(497f) Integrated Dynamic Optimisation and Safety Modelling of Hydrogen Isotope Separation Systems in the Fusion Fuel Cycle

Global distribution of fusion power plants has the potential to provide abundant, low-carbon energy, playing a transformative role in addressing climate change. Tritium – one of the two primary fuels of the fusion reaction – introduces unique challenges to commercialisation of fusion energy due to its scarcity, cost, and radioactivity. To ensure the viability of fusion energy, fuel cycles are required to achieve “tritium self-sufficiency”. Tritium self-sufficiency is a condition where the fuel cycle must be designed to produce and recycle sufficient tritium to sustain the fusion reaction while generating a surplus inventory for the start-up of successive power plants [1]. A pivotal factor towards achieving self-sufficiency is minimising tritium losses within the fuel cycle, tritium losses mainly occur due to poor separation efficiency or excessive tritium inventory held in subsystems.

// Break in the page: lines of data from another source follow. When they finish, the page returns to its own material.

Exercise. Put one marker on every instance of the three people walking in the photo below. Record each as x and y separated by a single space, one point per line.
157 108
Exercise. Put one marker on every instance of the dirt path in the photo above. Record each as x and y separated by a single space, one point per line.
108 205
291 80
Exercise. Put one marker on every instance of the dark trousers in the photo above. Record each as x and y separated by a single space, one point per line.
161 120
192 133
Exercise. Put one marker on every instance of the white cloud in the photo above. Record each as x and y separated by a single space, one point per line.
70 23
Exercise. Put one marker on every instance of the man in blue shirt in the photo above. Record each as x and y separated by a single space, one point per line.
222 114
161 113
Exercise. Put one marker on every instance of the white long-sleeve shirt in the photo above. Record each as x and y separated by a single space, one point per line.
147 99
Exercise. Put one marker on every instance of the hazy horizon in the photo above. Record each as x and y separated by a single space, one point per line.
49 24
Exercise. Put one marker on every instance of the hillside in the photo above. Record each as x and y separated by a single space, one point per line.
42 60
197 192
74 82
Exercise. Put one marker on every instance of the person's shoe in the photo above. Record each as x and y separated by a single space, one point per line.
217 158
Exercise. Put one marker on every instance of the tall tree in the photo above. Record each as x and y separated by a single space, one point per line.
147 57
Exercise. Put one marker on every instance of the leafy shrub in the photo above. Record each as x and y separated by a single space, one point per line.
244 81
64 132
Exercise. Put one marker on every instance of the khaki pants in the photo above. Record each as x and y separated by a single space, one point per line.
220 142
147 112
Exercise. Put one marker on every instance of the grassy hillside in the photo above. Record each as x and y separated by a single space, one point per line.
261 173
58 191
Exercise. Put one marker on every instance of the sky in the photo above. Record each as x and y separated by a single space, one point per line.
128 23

The hydrogen isotope separation system, responsible for separating deuterium-tritium fuel from excess protium and deuterium, is a major contributor to tritium inventory hold-up, particularly when employing cryogenic distillation technologies [2, 3].

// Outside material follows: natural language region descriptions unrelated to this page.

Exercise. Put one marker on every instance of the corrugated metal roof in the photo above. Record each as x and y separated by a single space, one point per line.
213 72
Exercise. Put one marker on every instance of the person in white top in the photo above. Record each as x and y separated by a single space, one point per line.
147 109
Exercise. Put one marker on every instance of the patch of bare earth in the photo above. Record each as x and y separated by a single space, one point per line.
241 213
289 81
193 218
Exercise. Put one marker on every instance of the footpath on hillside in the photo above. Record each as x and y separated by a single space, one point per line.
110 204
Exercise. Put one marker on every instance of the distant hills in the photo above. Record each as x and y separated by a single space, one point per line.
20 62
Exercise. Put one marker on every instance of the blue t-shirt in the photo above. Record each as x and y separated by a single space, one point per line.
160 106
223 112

In this work, a mixed-integer non-linear programming (MINLP) optimisation model was developed to support the design and integration of cryogenic distillation columns with isotopic equilibrator reactors used for hydrogen isotope separation within the fuel cycle. Results indicate that reducing equilibrator temperatures to 77.4 K enhances the separation efficiency of the system, thereby enabling a reduction in the number of theoretical stages, and associated tritium inventory, required for a given hydrogen isotope separation criterion. These findings demonstrate the critical role of equilibrator placement and operating conditions in balancing separation performance and safety in isotope separation system design.

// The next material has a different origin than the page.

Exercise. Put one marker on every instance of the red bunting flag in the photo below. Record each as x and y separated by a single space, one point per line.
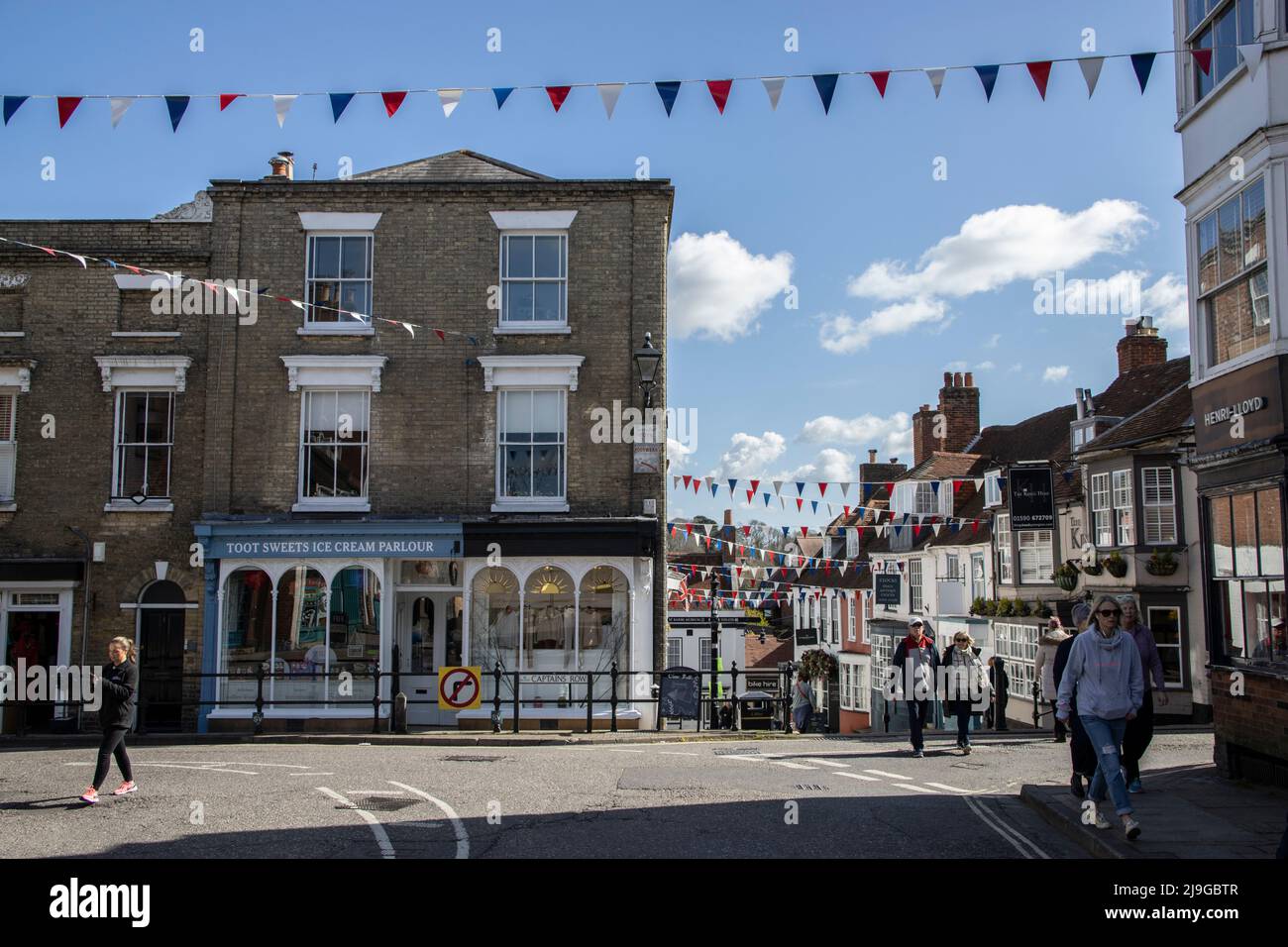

In addition, dynamic pressure transient models were developed to evaluate safety under loss-of-cryogen scenarios. According to API Standard 521, systems that exceed pressure limits within 10–30 minutes do not allow adequate time for operator response. A case study assuming total cryogen loss and heat input solely from tritium beta decay predicts that a column reaches overpressure at 6.8 bara within less than 15 minutes, even when the cryostat vacuum is maintained, and no external heating is present. These results highlight the need for robust pressure relief system design and further support minimising internal inventory to mitigate transient overpressure risks.

The approach of this work establishes a framework for the design of hydrogen isotope separation systems that have both high-efficiency tritium separation and are intrinsically safer for deployment in future fusion reactors.

References:

1. Abdou, M., et al., Physics and technology considerations for the deuterium–tritium fuel cycle and conditions for tritium fuel self sufficiency. Nuclear fusion, 2020. 61(1): p. 013001.
2. Day, C., et al., The pre-concept design of the DEMO tritium, matter injection and vacuum systems. Fusion Engineering and Design, 2022. 179: p. 113139.
3. Schwenzer, J., et al., Operational tritium inventories in the EU-DEMO fuel cycle. Fusion Science and Technology, 2022. 78(8): p. 664-675.